Evidentemente i nostri, nonostante la “scarna” discografia, possono contare su un bagaglio d’esperienze professionali corposo e consistente, e apprendere, leggendo nel dettaglio la bio allegata, che, in effetti, si tratta di musicisti che collaborano assieme da molto tempo e arrivano da frequentazioni musicali appartenenti a vari generi, non fa che confermare l’impressione avuta durante il primo ascolto del lavoro in questione.
Ed è probabilmente proprio questa “apertura mentale”, la vera “colpevole” di un suono certamente di radicata marca heavy metal, tra NWOBHM e power americano degli eighties, e tuttavia anche sufficientemente “contaminato” da non risultare troppo datato e, soprattutto, scontato.

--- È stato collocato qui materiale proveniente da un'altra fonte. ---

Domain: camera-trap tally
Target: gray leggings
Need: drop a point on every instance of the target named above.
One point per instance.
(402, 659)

Si tratta di piccole sfumature, che vanno dal gothic (Sozzi e Manfredotti vantano una collaborazione comune nella cover band ufficiale degli HIM denominata Over Dream) fino all’hard rock, figlie inconfutabili di una cultura musicale sufficientemente ricca e variegata che, pur non snaturando assolutamente la “nobile” origine stilistica, riescono a distinguere, magari anche solo minimamente, il quintetto emiliano dai molti habitué del settore.
Il resto lo fanno due chitarre affiatate e molto ispirate, una voce duttile che nei frangenti più “cattivi” si rifà un po’ al magnetismo teatrale di Steve Sylvester, e una sezione ritmica solida e compatta, per un risultato complessivo di sicura suggestione e cospicua attrattiva, che saprà soddisfare, con “Ray of light”, “Endress narration”, “Why do we fight?”, nonché con l’epicheggiante “Liar” (molto bella) la Vostra voglia di HM “classico”, sfruttando un’oculata mistura d’attitudine british e approccio yankee filtrate attraverso la dedizione e la personalità compositiva tipica dei Kabal, ma che è in grado di sorprendere e affascinare forse pure di più tramite il seducente tocco gotico di “Heart attack”, “The eyes of the evil” (entrambe impreziosite dalla voce di Morena Chiesa), “Black different faces” e “The mirror” (Death SS meets Virgin Steele?), dove forza espressiva e temperamento aumentano ulteriormente le loro rispettive stature.
Un artwork assai curato e suggestivo integra le sensazioni ampiamente positive suscitate dalla prova dei Kabal, un gruppo, per quanto mi riguarda, davvero interessante e capace.